This research project investigates the emergence of hydromechanics in the context of water management systems from antiquity to the Middle Ages.

Research

Technology, technological innovations and technological knowledge diffusion processes represent a constant and continuous impulse towards theoretical development. The objective of this research project was the systematic mapping of water technology, and hence of the course of technological knowledge diffusion processes in diverse epochs and regions of the ancient and medieval world. In this way, research into diffusion mechanisms involving knowledge and technological experience was conducted.

Water management concepts involve the idea that quantities of water are measurable.
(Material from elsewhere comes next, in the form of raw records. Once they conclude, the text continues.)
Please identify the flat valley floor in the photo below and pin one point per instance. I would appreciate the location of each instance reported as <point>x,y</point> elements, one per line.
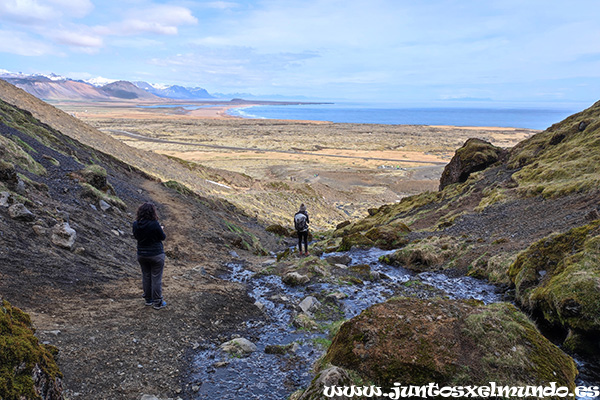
<point>339,170</point>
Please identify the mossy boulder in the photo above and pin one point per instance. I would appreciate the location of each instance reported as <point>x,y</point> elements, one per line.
<point>278,230</point>
<point>355,240</point>
<point>388,237</point>
<point>95,175</point>
<point>559,277</point>
<point>428,254</point>
<point>27,368</point>
<point>450,342</point>
<point>563,159</point>
<point>475,155</point>
<point>8,173</point>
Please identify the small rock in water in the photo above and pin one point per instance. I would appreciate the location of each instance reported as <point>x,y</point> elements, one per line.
<point>295,279</point>
<point>240,346</point>
<point>104,206</point>
<point>304,321</point>
<point>259,305</point>
<point>309,305</point>
<point>19,212</point>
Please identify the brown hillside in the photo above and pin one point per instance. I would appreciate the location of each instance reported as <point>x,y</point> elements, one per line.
<point>157,165</point>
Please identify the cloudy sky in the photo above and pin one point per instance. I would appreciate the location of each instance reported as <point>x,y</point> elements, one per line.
<point>404,51</point>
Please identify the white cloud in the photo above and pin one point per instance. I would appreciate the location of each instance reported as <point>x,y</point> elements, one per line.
<point>21,44</point>
<point>221,5</point>
<point>77,38</point>
<point>161,19</point>
<point>33,12</point>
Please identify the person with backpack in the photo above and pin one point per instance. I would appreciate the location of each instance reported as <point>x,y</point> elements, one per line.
<point>151,255</point>
<point>301,222</point>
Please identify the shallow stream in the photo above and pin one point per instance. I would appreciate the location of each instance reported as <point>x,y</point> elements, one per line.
<point>218,375</point>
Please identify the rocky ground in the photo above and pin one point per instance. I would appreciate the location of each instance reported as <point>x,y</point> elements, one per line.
<point>85,299</point>
<point>84,296</point>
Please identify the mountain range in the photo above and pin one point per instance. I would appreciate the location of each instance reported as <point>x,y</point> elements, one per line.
<point>56,87</point>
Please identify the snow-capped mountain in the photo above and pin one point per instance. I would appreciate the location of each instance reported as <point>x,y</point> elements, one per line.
<point>56,87</point>
<point>175,91</point>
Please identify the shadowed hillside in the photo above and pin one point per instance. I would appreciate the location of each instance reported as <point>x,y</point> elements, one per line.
<point>68,260</point>
<point>526,219</point>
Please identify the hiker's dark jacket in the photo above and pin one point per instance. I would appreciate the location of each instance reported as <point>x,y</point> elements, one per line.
<point>307,220</point>
<point>149,235</point>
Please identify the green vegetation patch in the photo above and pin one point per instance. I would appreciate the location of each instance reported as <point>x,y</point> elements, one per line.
<point>245,240</point>
<point>427,254</point>
<point>91,192</point>
<point>179,188</point>
<point>560,276</point>
<point>561,160</point>
<point>20,353</point>
<point>15,154</point>
<point>454,342</point>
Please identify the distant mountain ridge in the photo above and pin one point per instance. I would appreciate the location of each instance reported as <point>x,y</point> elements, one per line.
<point>55,87</point>
<point>175,91</point>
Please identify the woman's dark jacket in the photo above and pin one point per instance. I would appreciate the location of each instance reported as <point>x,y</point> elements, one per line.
<point>149,235</point>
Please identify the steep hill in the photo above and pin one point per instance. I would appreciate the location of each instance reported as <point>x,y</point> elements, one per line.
<point>198,178</point>
<point>126,90</point>
<point>525,218</point>
<point>68,258</point>
<point>175,91</point>
<point>66,89</point>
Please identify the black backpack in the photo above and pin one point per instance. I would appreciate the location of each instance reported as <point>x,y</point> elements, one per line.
<point>300,222</point>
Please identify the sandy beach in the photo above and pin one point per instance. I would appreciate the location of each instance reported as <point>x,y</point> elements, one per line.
<point>342,169</point>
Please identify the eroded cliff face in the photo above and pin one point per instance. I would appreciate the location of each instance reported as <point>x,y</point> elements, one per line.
<point>522,218</point>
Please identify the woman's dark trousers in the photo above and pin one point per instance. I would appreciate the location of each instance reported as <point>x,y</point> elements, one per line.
<point>152,268</point>
<point>303,237</point>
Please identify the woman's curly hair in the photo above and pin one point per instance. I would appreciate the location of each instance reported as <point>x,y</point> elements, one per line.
<point>147,211</point>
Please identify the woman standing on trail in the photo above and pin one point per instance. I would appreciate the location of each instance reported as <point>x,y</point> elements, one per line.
<point>151,254</point>
<point>301,222</point>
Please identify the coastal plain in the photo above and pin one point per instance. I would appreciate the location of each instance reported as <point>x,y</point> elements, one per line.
<point>339,169</point>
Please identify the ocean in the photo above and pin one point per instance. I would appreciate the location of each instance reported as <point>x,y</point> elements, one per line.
<point>531,118</point>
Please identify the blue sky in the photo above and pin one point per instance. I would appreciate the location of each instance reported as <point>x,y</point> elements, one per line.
<point>421,52</point>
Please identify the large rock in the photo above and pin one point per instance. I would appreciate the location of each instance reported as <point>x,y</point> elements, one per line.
<point>95,175</point>
<point>5,199</point>
<point>19,212</point>
<point>28,369</point>
<point>449,342</point>
<point>8,173</point>
<point>63,235</point>
<point>475,155</point>
<point>329,377</point>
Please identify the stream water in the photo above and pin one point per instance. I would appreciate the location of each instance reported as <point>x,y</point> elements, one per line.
<point>218,375</point>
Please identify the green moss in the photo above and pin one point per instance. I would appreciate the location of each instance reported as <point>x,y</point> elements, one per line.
<point>561,160</point>
<point>448,342</point>
<point>516,343</point>
<point>246,240</point>
<point>13,153</point>
<point>490,197</point>
<point>179,188</point>
<point>91,192</point>
<point>20,352</point>
<point>427,254</point>
<point>355,240</point>
<point>388,237</point>
<point>559,276</point>
<point>493,269</point>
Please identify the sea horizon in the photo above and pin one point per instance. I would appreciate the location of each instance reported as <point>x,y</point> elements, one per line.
<point>525,117</point>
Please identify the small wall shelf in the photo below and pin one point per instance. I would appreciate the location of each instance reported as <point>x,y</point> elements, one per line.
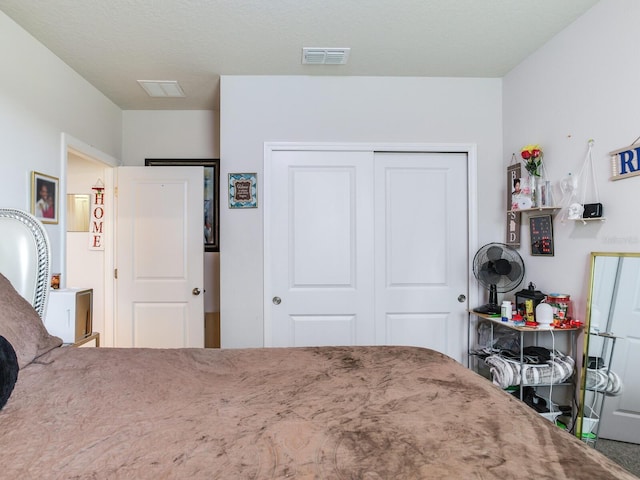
<point>585,220</point>
<point>534,210</point>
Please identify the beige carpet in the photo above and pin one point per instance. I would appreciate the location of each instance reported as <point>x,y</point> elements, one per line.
<point>627,455</point>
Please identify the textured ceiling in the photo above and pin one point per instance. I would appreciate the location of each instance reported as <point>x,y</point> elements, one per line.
<point>114,43</point>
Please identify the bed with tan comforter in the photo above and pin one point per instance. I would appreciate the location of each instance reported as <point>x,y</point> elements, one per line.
<point>308,413</point>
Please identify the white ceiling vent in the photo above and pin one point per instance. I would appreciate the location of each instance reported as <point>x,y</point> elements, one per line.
<point>162,88</point>
<point>325,56</point>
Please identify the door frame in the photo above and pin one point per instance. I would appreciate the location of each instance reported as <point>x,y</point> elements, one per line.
<point>470,149</point>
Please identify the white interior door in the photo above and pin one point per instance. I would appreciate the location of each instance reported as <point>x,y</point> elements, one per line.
<point>421,245</point>
<point>366,248</point>
<point>621,414</point>
<point>159,257</point>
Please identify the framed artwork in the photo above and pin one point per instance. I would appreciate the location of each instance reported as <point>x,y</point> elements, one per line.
<point>541,231</point>
<point>243,190</point>
<point>211,199</point>
<point>44,197</point>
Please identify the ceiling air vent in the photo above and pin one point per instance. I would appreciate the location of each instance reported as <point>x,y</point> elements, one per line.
<point>162,88</point>
<point>325,56</point>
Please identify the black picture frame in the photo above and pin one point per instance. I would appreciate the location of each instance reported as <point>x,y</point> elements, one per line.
<point>541,233</point>
<point>211,198</point>
<point>44,197</point>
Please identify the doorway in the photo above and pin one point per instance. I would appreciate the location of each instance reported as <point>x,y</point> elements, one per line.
<point>82,167</point>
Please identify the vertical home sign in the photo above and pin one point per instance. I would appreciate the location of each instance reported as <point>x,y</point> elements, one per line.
<point>96,221</point>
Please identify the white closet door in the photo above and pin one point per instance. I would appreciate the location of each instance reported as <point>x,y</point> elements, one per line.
<point>366,248</point>
<point>321,250</point>
<point>421,249</point>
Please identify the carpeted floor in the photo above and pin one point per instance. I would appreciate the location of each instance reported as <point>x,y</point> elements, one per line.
<point>624,454</point>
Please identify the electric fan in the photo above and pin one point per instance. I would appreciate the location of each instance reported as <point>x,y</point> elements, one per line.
<point>499,268</point>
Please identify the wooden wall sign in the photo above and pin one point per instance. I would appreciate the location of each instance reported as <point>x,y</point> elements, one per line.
<point>625,162</point>
<point>96,221</point>
<point>514,172</point>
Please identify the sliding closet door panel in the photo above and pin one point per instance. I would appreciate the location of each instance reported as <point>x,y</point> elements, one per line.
<point>421,249</point>
<point>321,260</point>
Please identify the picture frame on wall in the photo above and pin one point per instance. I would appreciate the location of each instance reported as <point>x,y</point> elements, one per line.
<point>243,190</point>
<point>44,197</point>
<point>211,226</point>
<point>541,232</point>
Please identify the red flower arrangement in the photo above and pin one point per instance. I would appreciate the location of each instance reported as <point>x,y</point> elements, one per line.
<point>532,155</point>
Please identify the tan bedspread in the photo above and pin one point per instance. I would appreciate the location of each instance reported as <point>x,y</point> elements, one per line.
<point>317,413</point>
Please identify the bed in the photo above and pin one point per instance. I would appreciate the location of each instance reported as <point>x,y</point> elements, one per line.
<point>352,412</point>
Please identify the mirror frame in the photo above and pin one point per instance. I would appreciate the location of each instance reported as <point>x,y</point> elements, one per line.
<point>587,329</point>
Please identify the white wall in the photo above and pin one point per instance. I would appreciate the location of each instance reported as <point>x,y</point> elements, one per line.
<point>583,84</point>
<point>187,134</point>
<point>40,98</point>
<point>169,134</point>
<point>255,110</point>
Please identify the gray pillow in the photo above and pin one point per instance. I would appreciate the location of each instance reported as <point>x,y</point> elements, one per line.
<point>21,325</point>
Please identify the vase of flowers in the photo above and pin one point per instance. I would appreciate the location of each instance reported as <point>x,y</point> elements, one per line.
<point>532,155</point>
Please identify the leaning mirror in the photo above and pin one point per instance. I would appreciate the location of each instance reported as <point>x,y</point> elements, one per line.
<point>610,388</point>
<point>78,212</point>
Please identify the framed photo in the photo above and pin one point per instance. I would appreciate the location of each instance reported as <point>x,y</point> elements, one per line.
<point>243,190</point>
<point>44,197</point>
<point>211,199</point>
<point>541,231</point>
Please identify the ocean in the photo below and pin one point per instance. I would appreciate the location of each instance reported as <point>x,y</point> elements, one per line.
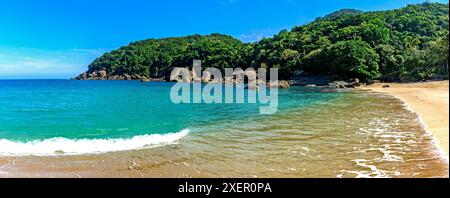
<point>133,129</point>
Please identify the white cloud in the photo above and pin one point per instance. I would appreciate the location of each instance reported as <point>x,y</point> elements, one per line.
<point>34,62</point>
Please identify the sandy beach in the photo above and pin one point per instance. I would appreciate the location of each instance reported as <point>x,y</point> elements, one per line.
<point>430,100</point>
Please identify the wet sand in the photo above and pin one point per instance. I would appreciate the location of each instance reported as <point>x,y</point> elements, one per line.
<point>430,100</point>
<point>358,134</point>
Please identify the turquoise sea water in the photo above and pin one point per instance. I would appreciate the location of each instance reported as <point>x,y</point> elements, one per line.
<point>32,111</point>
<point>132,129</point>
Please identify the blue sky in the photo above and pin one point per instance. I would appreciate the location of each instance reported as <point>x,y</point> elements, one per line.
<point>58,39</point>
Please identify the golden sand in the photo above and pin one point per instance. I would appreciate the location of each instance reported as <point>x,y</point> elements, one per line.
<point>429,100</point>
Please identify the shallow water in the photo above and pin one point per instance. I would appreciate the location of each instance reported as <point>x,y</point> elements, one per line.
<point>356,134</point>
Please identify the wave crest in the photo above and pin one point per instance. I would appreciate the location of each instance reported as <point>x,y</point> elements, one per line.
<point>66,146</point>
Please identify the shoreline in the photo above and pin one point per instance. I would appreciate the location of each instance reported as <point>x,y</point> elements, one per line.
<point>430,101</point>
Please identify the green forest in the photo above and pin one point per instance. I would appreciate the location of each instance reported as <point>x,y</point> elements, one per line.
<point>410,43</point>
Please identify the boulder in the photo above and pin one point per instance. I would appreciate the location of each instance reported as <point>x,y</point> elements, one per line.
<point>206,77</point>
<point>145,79</point>
<point>371,82</point>
<point>127,77</point>
<point>282,84</point>
<point>102,74</point>
<point>180,75</point>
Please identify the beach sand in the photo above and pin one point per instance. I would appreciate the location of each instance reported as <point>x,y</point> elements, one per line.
<point>430,100</point>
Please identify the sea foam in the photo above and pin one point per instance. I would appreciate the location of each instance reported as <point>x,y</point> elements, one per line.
<point>64,146</point>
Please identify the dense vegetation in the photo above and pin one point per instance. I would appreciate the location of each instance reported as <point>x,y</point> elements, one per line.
<point>404,44</point>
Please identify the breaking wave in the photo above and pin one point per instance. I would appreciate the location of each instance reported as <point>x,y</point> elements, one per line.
<point>64,146</point>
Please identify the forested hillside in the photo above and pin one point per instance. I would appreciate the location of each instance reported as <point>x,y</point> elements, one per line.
<point>404,44</point>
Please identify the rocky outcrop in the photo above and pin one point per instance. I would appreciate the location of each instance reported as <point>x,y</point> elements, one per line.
<point>103,75</point>
<point>281,84</point>
<point>180,75</point>
<point>343,84</point>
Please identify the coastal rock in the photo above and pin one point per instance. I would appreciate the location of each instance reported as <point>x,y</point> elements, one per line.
<point>206,77</point>
<point>180,75</point>
<point>127,77</point>
<point>338,84</point>
<point>282,84</point>
<point>145,79</point>
<point>371,82</point>
<point>354,83</point>
<point>102,74</point>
In Hellenistic sources, for example, one encounters theoretical approaches aimed at measuring quantities of flowing water by applying hydrodynamic considerations (a good example is the sophisticated technology of ancient water clocks, see (A-3-8) The water clock). Every kind of regulation of water usage – e.g. legal regulation – suggests that it was necessary to develop systems for measuring water (a good example for legal water regulations and antique governance structures can be found at (A-3-4) Water From a Legal Perspective.

Moreover the technological development of water lifting devices was of central interest. The ancient hotspot of technological advances therein was located in Hellenistic Alexandria. Some of these water-lifting mechanisms and technologies became a matter of everyday life whereas others remained impractical or of minor importance.